Art Gilliland, chief executive officer of Delinea, said many organisations underestimate the risk of treating AI software as ordinary tools rather than powerful users with elevated access.
“Identity doesn’t stop at people. Non-human identities, particularly AI agents, are quickly becoming one of the biggest sources of enterprise risk. Despite 87% of organizations claiming they’re ready for AI-driven automation at scale, nearly half admit their identity governance for AI systems falls short.
The problem is relatively simple, but often overlooked: teams are still treating AI agents as tools, when they actually behave like privileged users. This creates the ‘AI security paradox’, where organizations are scaling their AI initiatives faster than they control which identities get access to what. Dangerous blind spots can form as a result, hiding unchecked privilege, quiet access paths, and little accountability for actions.
The pressure to move fast on AI is real, but so is the need to lock down identities. As AI agents continue to multiply across enterprise environments, identity can’t be viewed as just another part of security; it must be treated as the overarching control plane.”
Over the past decade, security teams have strengthened controls on human users such as employees and contractors. They now face a surge in identities tied to applications, service accounts, machine identities and AI agents that connect across multiple platforms.
Analysts say many organisations still lack a consistent framework spanning both human and non-human identities. Responsibility for AI projects also often sits with business units or data science teams, while identity governance remains with central IT or security teams.
That separation can create gaps in policy and oversight. It can also delay the detection of inappropriate access by automated systems that operate at far greater speed and scale than human users.
The tension between rapid AI adoption and security control is a recurring theme among security leaders. They describe a pattern in which business units deploy automation, integrate it with sensitive systems and extend access, while central governance and monitoring lag behind.
Delinea argues that AI systems should be treated like privileged users: accounts that can change configurations, move data or access sensitive resources. Security teams typically apply strict controls to such access, including logging, approval workflows and least-privilege policies.
When organisations fail to treat AI agents as privileged identities, those controls can weaken. It can also make forensic investigations more complex when something goes wrong.
Cameron Matthews, chief information security officer at Radiant Logic, said fragmented identity data across large environments remains a structural problem for many enterprises.
“Identity Management Day is a timely reminder that identity has become the primary control plane for modern security, especially as organizations expand across cloud, SaaS, and now AI-driven environments. The challenge is that most enterprises are still operating with fragmented identity data, making it difficult to see who has access to what, and whether that access is appropriate or risky.
This lack of visibility creates blind spots that attackers increasingly exploit, particularly as non-human identities and automated processes multiply. To address this, organizations need to move beyond static identity governance and embrace continuous identity observability that provides real-time insight into access, behavior, and risk. Ultimately, treating identity as a dynamic, data-driven layer of security is imperative to enable Zero Trust to function as intended in today’s environment.”

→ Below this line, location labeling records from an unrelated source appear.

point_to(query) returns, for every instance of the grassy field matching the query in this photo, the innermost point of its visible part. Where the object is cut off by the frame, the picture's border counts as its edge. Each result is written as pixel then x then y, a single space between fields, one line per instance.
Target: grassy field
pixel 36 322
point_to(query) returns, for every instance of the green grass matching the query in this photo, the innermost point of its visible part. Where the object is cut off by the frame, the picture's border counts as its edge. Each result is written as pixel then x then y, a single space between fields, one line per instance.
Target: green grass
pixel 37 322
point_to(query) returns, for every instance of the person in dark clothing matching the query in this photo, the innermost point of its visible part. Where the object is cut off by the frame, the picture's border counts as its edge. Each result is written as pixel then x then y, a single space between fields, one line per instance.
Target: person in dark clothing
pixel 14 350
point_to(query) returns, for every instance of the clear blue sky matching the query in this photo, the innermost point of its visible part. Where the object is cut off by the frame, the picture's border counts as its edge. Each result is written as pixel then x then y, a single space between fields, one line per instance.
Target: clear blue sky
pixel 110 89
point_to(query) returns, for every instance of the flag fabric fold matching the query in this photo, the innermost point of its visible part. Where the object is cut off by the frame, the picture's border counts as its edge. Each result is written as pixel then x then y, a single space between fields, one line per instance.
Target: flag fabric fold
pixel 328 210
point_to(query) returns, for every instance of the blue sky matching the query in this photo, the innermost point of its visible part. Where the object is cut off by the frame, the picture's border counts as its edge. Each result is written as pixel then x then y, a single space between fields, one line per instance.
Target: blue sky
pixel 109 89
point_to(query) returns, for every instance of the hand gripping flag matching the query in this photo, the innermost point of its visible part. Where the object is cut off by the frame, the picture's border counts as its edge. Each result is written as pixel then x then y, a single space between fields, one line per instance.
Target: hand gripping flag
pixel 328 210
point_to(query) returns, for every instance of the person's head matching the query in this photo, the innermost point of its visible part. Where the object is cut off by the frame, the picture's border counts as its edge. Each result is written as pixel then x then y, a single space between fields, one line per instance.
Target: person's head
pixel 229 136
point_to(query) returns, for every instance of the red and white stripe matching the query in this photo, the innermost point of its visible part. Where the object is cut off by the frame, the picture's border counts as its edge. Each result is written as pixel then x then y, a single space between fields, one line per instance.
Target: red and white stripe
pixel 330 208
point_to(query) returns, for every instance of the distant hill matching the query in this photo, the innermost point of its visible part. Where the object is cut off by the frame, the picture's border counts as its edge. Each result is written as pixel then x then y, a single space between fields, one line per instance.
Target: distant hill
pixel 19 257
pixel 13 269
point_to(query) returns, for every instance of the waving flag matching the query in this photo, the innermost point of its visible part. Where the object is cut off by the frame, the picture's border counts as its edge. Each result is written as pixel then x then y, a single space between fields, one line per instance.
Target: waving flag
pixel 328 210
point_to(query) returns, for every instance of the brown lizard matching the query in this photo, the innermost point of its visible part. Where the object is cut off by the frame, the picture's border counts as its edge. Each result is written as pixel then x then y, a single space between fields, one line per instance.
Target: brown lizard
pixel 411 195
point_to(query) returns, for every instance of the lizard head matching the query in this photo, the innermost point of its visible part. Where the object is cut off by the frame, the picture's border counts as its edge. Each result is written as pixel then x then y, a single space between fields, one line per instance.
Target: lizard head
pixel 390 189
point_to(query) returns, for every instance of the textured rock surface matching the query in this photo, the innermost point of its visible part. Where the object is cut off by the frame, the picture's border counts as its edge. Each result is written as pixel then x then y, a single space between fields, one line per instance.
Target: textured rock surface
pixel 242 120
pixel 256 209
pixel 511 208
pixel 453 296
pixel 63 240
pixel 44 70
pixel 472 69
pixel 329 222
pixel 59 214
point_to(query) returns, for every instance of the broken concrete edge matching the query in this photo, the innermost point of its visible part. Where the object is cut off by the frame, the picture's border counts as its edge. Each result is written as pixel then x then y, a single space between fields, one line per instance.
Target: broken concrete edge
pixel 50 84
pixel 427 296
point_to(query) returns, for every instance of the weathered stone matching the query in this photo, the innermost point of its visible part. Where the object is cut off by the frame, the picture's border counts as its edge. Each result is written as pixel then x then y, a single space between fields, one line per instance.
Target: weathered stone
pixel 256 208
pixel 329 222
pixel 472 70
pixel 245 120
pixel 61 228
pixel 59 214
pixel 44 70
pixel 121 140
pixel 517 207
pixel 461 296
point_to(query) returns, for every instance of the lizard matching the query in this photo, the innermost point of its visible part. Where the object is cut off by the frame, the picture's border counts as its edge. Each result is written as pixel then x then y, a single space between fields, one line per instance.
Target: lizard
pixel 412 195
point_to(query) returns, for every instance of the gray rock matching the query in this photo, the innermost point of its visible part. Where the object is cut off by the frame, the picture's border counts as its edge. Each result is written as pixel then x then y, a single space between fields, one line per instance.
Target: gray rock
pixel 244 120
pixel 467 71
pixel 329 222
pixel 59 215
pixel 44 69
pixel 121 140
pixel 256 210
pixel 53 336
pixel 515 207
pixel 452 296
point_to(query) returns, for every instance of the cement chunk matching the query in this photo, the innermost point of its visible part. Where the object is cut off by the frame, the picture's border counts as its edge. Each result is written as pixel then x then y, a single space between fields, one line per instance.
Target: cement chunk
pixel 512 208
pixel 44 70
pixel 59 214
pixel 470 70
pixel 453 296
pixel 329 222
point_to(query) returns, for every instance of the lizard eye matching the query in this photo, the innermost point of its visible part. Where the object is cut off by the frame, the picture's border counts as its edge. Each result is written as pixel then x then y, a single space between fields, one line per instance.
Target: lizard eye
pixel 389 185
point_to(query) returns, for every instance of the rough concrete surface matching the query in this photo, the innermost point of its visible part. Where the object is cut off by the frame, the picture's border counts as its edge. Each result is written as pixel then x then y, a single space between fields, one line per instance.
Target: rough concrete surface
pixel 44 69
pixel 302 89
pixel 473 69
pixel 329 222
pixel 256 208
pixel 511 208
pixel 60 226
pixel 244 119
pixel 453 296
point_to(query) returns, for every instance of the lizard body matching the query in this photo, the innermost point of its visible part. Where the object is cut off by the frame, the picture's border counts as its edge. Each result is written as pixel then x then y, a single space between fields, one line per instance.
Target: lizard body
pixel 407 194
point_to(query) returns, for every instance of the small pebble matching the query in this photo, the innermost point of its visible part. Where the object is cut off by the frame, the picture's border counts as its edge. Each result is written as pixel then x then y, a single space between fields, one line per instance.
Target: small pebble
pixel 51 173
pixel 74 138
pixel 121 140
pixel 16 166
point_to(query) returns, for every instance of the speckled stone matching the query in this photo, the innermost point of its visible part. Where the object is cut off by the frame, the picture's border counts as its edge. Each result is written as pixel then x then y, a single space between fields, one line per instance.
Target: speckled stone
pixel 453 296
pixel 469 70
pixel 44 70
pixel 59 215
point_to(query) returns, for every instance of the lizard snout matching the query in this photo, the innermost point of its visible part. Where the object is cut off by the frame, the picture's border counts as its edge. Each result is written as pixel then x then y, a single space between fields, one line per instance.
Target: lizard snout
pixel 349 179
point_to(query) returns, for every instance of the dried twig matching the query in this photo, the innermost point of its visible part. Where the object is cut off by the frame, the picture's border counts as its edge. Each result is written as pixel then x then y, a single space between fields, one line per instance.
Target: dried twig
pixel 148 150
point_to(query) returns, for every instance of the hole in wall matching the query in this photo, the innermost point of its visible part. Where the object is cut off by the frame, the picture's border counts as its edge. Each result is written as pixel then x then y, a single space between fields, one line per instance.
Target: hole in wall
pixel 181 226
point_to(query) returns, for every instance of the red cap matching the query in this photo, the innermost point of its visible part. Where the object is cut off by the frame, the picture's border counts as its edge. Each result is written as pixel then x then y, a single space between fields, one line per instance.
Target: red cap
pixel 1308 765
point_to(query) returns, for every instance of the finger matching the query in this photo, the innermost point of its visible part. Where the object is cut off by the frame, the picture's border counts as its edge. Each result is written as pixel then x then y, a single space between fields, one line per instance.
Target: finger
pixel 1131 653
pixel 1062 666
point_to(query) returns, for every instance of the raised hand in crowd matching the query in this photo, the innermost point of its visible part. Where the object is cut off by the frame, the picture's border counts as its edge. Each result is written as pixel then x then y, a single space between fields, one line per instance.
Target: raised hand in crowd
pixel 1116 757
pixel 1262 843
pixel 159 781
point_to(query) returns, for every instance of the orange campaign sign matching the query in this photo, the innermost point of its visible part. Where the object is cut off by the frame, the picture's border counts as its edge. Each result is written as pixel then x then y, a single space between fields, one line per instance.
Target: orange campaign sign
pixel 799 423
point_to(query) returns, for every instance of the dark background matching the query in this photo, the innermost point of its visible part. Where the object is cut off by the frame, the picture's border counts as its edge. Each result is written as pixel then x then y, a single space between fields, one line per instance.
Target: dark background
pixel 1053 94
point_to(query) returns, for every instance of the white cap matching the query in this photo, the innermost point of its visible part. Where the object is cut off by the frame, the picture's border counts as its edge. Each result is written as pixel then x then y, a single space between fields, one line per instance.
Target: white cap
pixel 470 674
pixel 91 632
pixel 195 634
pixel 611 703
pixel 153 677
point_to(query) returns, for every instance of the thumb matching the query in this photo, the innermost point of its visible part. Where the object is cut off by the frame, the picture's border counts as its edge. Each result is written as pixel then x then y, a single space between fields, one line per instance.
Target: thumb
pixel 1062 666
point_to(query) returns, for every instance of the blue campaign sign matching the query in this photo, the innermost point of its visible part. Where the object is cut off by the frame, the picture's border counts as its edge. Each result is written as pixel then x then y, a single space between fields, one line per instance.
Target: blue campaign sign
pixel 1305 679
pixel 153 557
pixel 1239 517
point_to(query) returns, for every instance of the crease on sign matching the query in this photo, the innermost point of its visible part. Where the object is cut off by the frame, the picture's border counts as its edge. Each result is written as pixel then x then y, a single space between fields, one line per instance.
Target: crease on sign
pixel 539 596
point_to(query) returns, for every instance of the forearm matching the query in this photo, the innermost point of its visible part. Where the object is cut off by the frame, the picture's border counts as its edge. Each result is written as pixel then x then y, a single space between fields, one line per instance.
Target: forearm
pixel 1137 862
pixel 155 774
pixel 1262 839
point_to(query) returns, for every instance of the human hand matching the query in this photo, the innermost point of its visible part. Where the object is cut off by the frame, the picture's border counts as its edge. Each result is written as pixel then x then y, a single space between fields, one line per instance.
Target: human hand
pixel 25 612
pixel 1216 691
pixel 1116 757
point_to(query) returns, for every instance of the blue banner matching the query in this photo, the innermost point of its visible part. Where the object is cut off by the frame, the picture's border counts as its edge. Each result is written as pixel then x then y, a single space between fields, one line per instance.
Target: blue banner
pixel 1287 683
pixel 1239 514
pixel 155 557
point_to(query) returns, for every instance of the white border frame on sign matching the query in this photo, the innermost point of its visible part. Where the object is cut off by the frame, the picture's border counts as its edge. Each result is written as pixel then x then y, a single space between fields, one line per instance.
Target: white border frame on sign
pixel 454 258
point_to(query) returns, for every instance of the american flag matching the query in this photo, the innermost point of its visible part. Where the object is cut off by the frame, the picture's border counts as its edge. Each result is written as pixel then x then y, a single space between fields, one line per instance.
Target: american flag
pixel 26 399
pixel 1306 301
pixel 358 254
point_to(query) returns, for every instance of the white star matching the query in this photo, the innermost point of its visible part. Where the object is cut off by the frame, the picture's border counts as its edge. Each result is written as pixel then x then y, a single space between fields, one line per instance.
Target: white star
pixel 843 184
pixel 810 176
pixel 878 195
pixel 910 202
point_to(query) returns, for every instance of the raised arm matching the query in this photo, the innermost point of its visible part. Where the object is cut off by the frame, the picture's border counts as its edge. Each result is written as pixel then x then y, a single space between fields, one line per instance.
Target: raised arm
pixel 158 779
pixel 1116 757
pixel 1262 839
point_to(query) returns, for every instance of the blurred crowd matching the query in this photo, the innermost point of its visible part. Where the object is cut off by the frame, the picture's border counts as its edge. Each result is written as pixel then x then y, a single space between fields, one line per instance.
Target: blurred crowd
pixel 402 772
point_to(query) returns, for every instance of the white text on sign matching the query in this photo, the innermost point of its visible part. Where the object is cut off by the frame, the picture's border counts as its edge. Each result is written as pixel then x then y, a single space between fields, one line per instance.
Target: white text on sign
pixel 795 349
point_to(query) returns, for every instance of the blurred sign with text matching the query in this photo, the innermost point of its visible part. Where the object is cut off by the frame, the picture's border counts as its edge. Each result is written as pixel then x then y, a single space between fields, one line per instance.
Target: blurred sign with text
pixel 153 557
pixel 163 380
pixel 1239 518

Both Gilliland and Matthews identify blind spots as a central concern. In many environments, security teams cannot easily answer basic questions about which identities exist, what access they hold and how that access changes over time.
Identity specialists argue that the problem worsens as organisations move deeper into multi-cloud and AI-driven architectures. Each new platform and automation layer introduces its own credentials, tokens and service accounts.
Zero Trust strategies place identity and access decisions at the centre of enterprise security design. Their success depends on accurate, real-time insight into identities and entitlements.
Vendors are also promoting concepts such as continuous identity observability and unified identity data layers as foundations for reducing risk from both human and non-human users.
Identity Management Day has increasingly become a focal point for these discussions. Security leaders use the occasion to encourage internal reviews of account hygiene, privilege design and monitoring for suspicious behaviour.
The rise of AI agents across business workflows is adding urgency to those reviews. Identity specialists warn that traditional static governance models, built around infrequent certifications and manual reviews, no longer match the pace of automated activity in many enterprises.
Gilliland and Matthews both frame identity as the organising layer for modern security strategies rather than a supporting function. They also agree that non-human identities and AI-driven automation now sit at the centre of that discussion.